We have to change our myths, as you say.
My best regards

Comment from Bouba
Time: September 26, 2007, 23:28

@eatbees, this is a great post. thank you .
recreating out own myths is key. reminds me of efforts to take back the media being favorite container and pipe line for all sorts of myths. (devil, axis of evil, jewish-arab-conflist- war on staff…) i would like to see more myths about peace, democracy, rights of humans…

“As our circumstances change, we need to tell our stories differently in order to bring out their timeless truth” (p11).

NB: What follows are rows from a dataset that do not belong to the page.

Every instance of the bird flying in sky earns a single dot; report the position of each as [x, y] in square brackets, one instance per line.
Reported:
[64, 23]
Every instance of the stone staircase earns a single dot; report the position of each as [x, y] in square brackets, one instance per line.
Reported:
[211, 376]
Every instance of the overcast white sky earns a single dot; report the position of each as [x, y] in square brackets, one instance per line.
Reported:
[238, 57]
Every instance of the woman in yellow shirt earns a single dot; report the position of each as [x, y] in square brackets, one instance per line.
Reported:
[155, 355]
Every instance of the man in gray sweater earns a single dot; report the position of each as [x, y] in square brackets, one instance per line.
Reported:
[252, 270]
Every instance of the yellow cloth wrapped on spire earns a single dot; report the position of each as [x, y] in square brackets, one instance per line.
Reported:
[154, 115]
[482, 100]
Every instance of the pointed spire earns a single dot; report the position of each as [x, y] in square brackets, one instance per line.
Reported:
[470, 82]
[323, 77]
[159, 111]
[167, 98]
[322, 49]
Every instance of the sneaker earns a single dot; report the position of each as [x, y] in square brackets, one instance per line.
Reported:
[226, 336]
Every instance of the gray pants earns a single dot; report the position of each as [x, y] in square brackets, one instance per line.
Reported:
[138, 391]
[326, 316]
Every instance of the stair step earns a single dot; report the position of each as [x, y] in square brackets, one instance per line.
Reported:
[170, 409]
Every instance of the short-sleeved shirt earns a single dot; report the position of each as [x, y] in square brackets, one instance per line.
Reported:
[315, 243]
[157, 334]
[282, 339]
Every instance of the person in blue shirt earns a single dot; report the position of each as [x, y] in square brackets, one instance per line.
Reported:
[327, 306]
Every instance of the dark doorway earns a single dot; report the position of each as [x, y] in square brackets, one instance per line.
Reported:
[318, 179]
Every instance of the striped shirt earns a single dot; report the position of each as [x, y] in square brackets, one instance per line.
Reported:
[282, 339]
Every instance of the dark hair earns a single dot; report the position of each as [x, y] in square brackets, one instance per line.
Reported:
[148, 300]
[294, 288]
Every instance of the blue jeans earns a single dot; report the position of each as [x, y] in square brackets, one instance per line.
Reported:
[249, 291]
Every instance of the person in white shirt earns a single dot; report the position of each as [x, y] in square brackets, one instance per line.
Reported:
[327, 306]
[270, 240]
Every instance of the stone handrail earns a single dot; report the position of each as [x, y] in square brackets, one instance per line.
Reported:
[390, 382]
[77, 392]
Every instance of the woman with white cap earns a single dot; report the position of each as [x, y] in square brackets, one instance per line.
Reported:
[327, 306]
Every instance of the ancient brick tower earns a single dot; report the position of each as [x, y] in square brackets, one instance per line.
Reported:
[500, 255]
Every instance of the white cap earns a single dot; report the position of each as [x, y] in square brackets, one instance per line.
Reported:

(i am reading the same book, eetbees.)

@Loula, you are totally right. it is hard to come back when we get stuck in dehumanizing myths. i totally see what you mean.

Comment from eatbees
Time: September 29, 2007, 11:29

This post seems to have hit a positive nerve with a lot of people. Isn’t the next step to imagine the kind of myths that can help us recover our sense of proportion, our connection to each other?

The cousin of myth is self-fulfilling prophecy. I’m afraid that in too many cultures today, group psychology despairs of seeing a harmonious future, so our myths are dystopian, and as a result we are spiralling toward Armageddon (the war that will destroy life on earth) as if it were inevitable—but it is only inevitable if we make it so.

@Loula — The scene of the soldiers on the eve of battle is my most powerful memory as well, from the documentaries I linked. I felt like I was there, and I wanted to be with them, because the sincerity of their feeling was so plain. It was like watching ghosts who had already crossed over, and were mourning yet celebrating all the beautiful things they had known. The rational part of me says it was folly and they were misled, but I don’t dare diminish the reality of that moment of truth. If only we could have the same sense of immanent miracle in our daily lives as these men felt on the eve of their death!

@Raqqash — If you mean that Western power and dominance are dying or already dead, I think I agree with you. But once that burden is off us, won’t it be a good thing for our civilization? Our myths will be able to express themselves freely without acting as apologists to power. Which reminds me, when I was a bit younger I used to imagine what life would be like once technology had imploded and nature had returned to the heart of the city. I used to invent myths of a return to innocence. Here is an example and here is another.

@Bouba — Aren’t the myths of our ancestors a bit like plants in the Amazon jungle that might turn out to cure cancer? They are part of our “gene pool,” a precious heritage of diversity that may have exactly the answers we need. Yet instead of preserving this resource we let it die from neglect, “improve” it with modernization (parking lots instead of gardens), or even destroy it in anger, as if the existence of something we haven’t made is intolerable to us. A good myth to tell would be of an arrogant king who destroys a magical bird that whose beauty he sees as a threat. Later he falls ill and discovers that this beautiful thing he destroyed was the one thing that could have saved his life.

Comment from Hisham
Time: September 29, 2007, 12:28

A delightful and educational post eatbees… waiting for more!

Comment from Yahia
Time: September 30, 2007, 13:18

The last sentence from the quoted book caught my attention:

“We need myths that help us to venerate the earth as sacred once again, instead of merely using it as a ‘resource.'”

I think it’s pretty silly to say this. We need no myths to know that planet Earth is in danger, and that the way we see it must change for the mutual benefit. J. Lovelock says that our planet, with all its living creatures, form one organism — that’s why we must protect and respect the planet.